A marathon, not a sprint

Run 10K largeI like food. I love to eat. But, alas, several years ago I reached the age where I could no longer eat what I wanted and not worry about it. I faced a choice. A difficult choice: either eat less or exercise more.

Eating less did not seem particularly attractive to me so I decided to exercise more and I took up running.  I found I rather enjoyed it and began to enter some 10 Km races.  I wasn’t particularly swift, but it helped burn off those excess calories.  One of the favourite races I used to enter was the Cancer Research 10K, held each year at Longleat.  It was a great run, set in stunning surroundings (and there was always some wag cracking jokes about releasing the lions after half an hour, just to give you that added incentive to keep going.)

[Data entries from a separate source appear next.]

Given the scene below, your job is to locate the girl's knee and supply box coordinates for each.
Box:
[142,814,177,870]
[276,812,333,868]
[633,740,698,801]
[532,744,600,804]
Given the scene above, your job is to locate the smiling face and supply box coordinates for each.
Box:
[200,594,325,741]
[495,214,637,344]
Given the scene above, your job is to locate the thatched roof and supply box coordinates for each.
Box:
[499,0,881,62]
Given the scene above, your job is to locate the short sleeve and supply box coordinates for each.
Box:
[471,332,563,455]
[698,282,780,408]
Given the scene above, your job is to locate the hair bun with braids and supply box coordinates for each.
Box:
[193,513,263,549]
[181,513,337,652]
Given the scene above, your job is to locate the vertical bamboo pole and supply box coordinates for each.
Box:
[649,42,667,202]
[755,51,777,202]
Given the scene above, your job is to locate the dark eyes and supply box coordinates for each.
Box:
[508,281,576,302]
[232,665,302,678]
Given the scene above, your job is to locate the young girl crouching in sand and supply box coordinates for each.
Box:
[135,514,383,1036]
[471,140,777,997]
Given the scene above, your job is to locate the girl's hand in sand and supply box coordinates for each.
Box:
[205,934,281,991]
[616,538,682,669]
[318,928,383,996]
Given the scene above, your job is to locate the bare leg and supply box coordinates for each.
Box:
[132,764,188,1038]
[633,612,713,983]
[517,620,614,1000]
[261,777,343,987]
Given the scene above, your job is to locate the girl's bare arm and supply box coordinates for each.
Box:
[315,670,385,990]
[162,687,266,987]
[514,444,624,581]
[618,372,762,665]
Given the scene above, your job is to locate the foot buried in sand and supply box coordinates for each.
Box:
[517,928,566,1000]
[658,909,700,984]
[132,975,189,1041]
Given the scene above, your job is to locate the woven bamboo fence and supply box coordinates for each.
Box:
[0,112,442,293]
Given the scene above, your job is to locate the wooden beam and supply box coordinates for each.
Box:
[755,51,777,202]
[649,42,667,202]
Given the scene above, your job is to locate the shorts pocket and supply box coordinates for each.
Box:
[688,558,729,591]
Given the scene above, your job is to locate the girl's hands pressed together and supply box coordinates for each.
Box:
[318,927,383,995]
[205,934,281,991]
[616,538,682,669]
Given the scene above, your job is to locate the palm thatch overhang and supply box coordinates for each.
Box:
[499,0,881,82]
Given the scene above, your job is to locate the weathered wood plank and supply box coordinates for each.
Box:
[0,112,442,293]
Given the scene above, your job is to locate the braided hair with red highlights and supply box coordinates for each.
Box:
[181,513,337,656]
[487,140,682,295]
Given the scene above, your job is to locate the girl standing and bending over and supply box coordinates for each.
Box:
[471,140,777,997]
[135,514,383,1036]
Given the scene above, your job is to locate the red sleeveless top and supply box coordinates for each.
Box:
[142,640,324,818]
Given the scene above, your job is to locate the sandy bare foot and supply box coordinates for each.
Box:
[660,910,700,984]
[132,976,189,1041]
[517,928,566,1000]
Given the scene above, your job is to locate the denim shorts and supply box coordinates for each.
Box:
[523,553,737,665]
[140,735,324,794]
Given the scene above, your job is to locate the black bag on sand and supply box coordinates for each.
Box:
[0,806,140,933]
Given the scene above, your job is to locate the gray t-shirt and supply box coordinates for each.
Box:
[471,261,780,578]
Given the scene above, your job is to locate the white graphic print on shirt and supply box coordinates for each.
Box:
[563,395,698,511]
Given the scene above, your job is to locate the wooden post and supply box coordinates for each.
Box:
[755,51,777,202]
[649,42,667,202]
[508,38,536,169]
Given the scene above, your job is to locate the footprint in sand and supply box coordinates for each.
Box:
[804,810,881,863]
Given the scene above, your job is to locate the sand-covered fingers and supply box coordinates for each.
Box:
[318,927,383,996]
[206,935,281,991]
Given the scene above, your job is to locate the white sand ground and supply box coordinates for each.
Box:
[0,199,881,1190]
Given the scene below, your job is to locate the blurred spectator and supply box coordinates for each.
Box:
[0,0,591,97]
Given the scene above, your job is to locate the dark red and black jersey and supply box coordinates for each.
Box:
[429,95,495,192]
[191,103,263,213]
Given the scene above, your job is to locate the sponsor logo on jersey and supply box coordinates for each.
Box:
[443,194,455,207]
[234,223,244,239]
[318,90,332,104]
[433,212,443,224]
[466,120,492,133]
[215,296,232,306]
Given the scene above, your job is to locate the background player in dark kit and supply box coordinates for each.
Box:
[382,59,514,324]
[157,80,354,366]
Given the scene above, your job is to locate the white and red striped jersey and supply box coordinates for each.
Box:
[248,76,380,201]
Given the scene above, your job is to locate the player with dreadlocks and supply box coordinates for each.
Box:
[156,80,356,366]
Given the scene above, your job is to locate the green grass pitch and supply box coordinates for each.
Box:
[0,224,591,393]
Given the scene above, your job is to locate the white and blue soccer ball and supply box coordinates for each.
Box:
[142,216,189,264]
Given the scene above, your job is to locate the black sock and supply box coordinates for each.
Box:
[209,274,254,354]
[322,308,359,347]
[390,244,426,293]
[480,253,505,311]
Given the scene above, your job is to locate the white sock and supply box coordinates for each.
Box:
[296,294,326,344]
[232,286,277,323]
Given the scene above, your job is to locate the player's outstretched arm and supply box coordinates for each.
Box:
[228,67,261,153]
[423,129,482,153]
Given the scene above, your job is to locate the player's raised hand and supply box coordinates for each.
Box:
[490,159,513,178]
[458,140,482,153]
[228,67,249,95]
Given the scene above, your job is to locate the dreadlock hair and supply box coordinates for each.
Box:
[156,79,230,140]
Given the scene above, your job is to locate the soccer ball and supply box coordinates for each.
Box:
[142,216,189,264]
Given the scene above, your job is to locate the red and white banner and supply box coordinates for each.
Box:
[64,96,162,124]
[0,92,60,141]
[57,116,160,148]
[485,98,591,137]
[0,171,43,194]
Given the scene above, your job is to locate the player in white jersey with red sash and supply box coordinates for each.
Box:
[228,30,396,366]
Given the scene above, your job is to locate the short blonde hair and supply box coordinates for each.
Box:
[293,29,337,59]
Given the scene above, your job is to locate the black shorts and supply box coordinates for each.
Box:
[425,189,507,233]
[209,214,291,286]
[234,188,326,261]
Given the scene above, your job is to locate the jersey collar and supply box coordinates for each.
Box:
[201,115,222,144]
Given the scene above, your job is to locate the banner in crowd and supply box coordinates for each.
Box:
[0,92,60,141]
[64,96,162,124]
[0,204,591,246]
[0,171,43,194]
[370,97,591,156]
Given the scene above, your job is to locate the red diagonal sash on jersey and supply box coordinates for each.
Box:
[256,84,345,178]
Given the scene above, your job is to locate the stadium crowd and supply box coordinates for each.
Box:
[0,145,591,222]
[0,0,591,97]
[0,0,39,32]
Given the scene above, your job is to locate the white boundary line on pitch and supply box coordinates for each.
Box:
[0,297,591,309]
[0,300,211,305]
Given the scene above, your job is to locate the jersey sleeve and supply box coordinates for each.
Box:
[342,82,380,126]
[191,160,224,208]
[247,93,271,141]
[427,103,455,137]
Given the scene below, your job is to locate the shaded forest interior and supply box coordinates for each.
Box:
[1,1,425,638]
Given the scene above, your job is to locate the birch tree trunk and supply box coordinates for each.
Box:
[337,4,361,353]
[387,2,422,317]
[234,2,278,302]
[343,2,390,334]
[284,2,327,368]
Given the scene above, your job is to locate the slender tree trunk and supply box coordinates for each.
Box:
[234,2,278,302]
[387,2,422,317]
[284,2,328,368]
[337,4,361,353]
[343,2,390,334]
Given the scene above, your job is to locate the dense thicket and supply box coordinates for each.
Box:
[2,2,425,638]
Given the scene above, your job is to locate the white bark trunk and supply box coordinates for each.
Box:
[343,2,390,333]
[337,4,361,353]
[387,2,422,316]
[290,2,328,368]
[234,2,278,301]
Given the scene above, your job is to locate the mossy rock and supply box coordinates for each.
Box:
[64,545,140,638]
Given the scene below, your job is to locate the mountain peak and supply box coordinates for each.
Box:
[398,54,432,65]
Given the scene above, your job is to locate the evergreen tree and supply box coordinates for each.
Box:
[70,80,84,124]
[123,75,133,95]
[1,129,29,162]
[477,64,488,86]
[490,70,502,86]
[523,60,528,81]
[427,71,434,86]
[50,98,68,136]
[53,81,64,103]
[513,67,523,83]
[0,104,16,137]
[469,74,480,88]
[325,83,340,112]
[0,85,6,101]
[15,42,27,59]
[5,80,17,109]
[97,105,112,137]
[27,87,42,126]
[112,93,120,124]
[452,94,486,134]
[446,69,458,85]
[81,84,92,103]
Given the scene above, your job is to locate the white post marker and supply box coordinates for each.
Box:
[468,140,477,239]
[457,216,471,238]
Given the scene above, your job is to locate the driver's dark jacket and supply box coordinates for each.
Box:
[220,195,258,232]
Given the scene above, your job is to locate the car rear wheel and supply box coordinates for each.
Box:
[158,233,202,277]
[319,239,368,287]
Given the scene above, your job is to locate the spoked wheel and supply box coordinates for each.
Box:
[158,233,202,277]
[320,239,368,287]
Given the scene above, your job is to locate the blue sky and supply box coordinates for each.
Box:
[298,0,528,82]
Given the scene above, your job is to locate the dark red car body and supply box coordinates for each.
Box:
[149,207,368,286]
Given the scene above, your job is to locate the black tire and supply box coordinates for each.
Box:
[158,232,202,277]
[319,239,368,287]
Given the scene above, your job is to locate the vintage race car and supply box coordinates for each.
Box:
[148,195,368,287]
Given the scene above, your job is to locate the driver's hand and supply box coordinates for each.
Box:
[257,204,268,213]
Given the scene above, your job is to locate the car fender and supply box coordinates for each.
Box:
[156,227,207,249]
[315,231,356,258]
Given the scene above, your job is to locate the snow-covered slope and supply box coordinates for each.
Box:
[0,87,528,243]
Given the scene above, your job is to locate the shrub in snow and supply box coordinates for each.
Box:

The final kilometer is perhaps amongst the best of any run: you pass the 9 km marker as you round a bend to exit some woodland onto the long driveway leading gently downhill to the magnificent facade of Longleat House, and flanked by a sea of spectators and well-wishers, all urging you on towards the finish line.

Seeing this site for the first time, hearing the crowd for the first time, I upped my pace and began the triumphant canter towards the end of the race. On I ran. And on, and on. And on. And I began to flag a little.  The old, the frail and the infirm began to pass me.  I’d peaked too soon. Having run 9 of them already, 1km didn’t seem like too far to go, but I was averaging a little over 5 minutes per km, and no way could I keep up my new pace for that long.  I slowed up and, eventually, gratefully, gasping, I crossed the finished line.

A little older, a lot wiser and perhaps a little slower, the following year I remembered my “difficult last k” as I rounded the bend on to the home straight, paced myself and finished the race stronger and faster.

And this is where we are at now with our GCSE and A-Level classes. The end is in sight, the pace has quickened and I do seem to be on a neverending cycle of producing and marking past papers for pupils to practise.  But I still remember that race, and the need to be able to keep going until the very end. I’m keeping a few past papers up my sleeve for the very final push, the sprint finish that will hopefully result in my pupils achieving the very best that they can.